The semiconductor industry in India is full of potential, but also full of risks. A booming sector does not mean a risk-free sector.

Would you invest in semiconductors? And if yes, where — in India or the US? Share your thoughts.

FAQs – Top Semiconductor & AI Stocks 2026 In India

1. What exactly is a semiconductor and why is it so important?

A semiconductor is a tiny electronic material (a chip) that controls the flow of electricity in devices. It powers smartphones, TVs, cars, AI hardware and almost every modern appliance — which makes it critical to today’s technology-driven world.

2. How does India fit into the global semiconductor value chain?

The semiconductor value chain has three main stages: design, manufacturing (foundry), and OSAT (assembly & testing). India can realistically scale OSAT and some manufacturing in the short to medium term, while design-led dominance will likely take much longer due to lower R&D spend.

3. Are Indian semiconductor stocks a good way to invest in this boom?

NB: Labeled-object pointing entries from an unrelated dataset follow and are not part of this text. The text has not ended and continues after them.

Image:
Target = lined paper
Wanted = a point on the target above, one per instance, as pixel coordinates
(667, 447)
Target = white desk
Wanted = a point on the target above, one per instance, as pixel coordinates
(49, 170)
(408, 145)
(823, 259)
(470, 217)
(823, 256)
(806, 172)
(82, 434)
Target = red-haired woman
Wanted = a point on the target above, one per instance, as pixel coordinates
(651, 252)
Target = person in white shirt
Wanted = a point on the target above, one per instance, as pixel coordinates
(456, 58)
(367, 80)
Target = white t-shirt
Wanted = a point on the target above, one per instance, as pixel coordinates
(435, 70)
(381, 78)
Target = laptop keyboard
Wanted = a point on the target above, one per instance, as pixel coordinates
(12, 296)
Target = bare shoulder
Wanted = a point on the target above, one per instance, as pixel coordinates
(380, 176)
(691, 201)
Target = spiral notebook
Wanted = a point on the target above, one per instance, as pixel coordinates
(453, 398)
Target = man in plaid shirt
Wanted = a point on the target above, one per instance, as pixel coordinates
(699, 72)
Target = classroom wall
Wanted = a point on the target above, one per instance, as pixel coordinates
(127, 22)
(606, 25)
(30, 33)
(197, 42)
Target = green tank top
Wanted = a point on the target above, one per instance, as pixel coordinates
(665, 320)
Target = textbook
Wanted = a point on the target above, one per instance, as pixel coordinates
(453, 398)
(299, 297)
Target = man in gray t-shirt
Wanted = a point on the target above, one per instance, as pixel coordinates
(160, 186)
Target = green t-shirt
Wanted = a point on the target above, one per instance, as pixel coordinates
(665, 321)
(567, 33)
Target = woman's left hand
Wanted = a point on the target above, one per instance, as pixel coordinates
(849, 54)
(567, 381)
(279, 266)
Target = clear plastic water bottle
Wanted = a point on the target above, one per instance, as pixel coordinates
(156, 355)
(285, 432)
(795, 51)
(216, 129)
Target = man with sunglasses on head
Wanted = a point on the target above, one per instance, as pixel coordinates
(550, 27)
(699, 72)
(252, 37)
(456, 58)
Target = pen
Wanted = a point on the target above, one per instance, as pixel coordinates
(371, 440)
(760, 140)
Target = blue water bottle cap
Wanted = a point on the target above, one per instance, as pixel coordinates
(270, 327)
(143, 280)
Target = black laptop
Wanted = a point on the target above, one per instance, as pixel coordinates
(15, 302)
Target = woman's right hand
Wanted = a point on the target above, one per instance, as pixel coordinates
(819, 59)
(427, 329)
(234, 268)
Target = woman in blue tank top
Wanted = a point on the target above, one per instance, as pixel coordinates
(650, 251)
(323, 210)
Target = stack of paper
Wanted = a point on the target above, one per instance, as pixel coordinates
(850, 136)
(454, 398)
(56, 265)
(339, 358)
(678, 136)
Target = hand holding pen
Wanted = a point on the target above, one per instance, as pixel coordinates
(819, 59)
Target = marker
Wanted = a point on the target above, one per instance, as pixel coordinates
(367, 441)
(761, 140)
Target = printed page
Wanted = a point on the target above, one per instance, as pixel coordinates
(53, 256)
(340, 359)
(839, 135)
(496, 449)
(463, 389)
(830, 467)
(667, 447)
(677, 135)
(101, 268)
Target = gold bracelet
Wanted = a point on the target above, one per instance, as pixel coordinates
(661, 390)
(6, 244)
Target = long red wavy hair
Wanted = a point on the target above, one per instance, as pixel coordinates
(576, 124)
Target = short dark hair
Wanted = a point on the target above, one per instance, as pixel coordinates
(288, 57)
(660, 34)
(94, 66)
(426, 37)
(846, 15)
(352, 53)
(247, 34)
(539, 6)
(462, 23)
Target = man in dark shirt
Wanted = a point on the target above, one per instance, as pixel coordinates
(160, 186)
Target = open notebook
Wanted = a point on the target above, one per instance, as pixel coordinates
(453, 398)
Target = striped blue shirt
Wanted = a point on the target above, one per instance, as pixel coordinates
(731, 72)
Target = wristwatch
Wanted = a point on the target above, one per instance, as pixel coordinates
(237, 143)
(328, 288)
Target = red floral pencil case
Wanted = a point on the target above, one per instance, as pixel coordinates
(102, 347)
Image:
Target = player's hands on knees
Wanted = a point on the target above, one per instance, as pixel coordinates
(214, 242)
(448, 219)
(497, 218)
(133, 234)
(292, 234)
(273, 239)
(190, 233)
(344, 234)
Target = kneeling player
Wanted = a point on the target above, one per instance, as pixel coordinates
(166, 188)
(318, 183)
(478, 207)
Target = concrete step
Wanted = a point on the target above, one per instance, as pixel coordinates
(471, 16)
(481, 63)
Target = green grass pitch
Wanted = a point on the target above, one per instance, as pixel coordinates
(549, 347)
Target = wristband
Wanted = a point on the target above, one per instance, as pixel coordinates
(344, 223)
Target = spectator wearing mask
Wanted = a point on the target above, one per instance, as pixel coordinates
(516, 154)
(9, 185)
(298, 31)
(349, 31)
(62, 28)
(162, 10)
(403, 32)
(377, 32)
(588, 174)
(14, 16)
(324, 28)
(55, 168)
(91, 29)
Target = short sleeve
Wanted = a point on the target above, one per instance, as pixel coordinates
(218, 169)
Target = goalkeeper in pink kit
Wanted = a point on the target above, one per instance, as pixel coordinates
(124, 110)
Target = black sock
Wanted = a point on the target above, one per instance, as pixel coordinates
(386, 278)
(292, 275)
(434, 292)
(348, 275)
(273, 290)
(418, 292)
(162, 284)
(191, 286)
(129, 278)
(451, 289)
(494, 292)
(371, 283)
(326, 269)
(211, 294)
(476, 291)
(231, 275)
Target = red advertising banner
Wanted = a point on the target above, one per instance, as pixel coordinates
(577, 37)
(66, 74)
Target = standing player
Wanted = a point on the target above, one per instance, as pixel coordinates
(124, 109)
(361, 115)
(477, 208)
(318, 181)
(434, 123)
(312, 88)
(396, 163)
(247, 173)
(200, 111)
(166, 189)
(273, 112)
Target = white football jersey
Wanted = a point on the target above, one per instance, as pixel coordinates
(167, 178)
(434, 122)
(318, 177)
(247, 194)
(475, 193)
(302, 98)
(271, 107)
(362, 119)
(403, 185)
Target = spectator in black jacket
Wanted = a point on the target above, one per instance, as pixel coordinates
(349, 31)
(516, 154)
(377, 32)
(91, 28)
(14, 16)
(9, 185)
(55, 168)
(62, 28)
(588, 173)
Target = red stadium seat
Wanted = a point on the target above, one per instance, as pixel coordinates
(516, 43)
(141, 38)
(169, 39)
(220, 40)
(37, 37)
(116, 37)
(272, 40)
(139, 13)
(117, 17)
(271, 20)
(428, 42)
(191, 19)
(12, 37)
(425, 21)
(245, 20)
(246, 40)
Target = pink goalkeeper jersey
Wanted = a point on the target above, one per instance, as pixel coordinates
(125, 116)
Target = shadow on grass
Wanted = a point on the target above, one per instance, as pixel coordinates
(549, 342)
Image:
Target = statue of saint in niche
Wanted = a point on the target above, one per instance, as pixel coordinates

There are very few listed, pure-play semiconductor companies in India. Public options exist (for example CG Power and KS Technologies) but valuations are already high and many large projects are private. For purer exposure, many investors consider US-listed global chip firms through a US brokerage account.

4. What are the biggest risks to India’s semiconductor ambitions?

Major risks include geopolitical dependence on Taiwan, the cyclical nature of chip demand, and heavy reliance on government subsidies (policy risk). Changes in funding or geopolitics can quickly alter project economics and valuations.

5. How should a retail investor approach this sector?

Do your homework: separate real projects from hype, check valuations (PE/PEG), and understand subsidy dependence. Consider diversified exposure (global chip leaders) if you want purer semiconductor exposure, or limit position sizes if investing in India’s early-stage listed plays.